Uitspraak
RECHTBANK DEN HAAG
uitspraak van de voorzieningenrechter in de zaken tussen
[naam 1]
[naam 3]
Rechtbank Den Haag
Op 18 juli 2023 heeft de voorzieningenrechter van de Rechtbank Den Haag uitspraak gedaan in de zaken met de nummers NL23.15181 en NL23.15183. De zaak betreft een verzoek om een voorlopige voorziening in het kader van asielaanvragen van verzoekers, die zijn vertegenwoordigd door hun gemachtigde, mr. J.J. de Vries. De staatssecretaris van Justitie en Veiligheid is als verweerder aangemerkt. De verzoekers hebben op 22 mei 2023 aanvragen ingediend voor een verblijfsvergunning asiel voor bepaalde tijd, maar deze aanvragen zijn door de staatssecretaris niet in behandeling genomen. De reden hiervoor was dat Duitsland verantwoordelijk is voor de behandeling van deze aanvragen. Verzoekers hebben hiertegen beroep ingesteld en verzocht om een voorlopige voorziening.

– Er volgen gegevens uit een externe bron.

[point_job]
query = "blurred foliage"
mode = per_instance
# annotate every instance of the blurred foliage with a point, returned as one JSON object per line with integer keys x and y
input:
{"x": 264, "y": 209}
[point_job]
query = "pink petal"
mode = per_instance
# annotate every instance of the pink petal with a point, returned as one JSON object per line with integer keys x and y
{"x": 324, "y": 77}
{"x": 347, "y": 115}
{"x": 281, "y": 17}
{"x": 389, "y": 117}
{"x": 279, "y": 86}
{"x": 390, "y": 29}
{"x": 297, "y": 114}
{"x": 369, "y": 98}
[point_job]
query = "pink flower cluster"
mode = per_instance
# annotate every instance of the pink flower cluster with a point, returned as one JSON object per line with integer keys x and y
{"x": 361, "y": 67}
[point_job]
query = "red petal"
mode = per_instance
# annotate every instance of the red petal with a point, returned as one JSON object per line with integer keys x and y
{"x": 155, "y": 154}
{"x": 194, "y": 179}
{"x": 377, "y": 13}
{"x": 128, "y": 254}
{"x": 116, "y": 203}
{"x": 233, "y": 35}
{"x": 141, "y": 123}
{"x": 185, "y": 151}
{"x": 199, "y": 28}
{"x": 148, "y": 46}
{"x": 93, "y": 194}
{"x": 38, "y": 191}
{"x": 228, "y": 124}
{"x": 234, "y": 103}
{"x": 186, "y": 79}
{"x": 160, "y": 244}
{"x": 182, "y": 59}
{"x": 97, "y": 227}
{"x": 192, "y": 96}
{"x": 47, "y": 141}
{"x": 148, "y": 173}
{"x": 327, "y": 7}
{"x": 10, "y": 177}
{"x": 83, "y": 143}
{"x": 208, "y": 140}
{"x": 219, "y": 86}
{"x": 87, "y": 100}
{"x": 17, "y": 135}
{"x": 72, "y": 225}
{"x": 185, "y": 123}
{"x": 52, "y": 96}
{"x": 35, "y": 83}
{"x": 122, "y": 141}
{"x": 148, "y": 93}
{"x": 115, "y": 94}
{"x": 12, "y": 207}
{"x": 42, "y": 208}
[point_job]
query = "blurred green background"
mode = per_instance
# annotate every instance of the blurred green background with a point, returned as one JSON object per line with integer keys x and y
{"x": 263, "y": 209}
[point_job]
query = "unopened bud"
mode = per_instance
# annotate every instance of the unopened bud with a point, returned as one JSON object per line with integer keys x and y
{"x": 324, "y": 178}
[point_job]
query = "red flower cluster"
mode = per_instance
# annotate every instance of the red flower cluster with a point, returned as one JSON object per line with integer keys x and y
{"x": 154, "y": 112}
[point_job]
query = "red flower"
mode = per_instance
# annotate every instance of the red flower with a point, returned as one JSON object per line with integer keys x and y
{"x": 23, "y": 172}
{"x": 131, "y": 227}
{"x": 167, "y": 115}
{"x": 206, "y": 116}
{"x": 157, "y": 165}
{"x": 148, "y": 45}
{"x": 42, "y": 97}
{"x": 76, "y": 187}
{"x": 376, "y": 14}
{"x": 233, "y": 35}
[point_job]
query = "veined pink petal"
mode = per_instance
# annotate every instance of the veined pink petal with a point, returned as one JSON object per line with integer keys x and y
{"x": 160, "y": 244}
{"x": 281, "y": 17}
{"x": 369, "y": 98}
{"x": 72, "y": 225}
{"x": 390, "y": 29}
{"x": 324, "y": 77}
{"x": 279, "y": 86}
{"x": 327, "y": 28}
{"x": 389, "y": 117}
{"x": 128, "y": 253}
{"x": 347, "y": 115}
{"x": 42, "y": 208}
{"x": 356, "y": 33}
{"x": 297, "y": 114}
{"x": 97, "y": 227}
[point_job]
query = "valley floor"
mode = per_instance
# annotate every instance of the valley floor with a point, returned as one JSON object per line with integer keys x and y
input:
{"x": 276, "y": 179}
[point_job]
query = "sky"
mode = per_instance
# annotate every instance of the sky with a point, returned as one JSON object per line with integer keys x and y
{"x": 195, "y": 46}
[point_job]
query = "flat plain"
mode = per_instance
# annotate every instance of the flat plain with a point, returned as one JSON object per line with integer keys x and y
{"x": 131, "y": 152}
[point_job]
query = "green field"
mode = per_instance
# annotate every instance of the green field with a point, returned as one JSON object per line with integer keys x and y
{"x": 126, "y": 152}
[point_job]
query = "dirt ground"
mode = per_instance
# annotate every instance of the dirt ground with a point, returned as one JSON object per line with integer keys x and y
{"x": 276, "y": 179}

De voorzieningenrechter heeft op basis van artikel 8:83, derde lid, van de Algemene wet bestuursrecht (Awb) uitspraak gedaan zonder zitting. Tijdens de uitspraak is aangegeven dat er op dezelfde dag ook uitspraak is gedaan in andere zaken (NL23.15180 en NL23.15182) die verband houden met de beroepen van verzoekers. Hierdoor is de noodzaak voor een voorlopige voorziening komen te vervallen. De voorzieningenrechter heeft de verzoeken om voorlopige voorziening dan ook afgewezen. Tevens is er geen aanleiding voor een proceskostenveroordeling. De uitspraak is gedaan door mr. C.H. de Groot, in aanwezigheid van griffier I. Wolthuis, en is openbaar gemaakt via een geanonimiseerde publicatie op rechtspraak.nl. Tegen deze uitspraak staat geen hoger beroep of verzet open.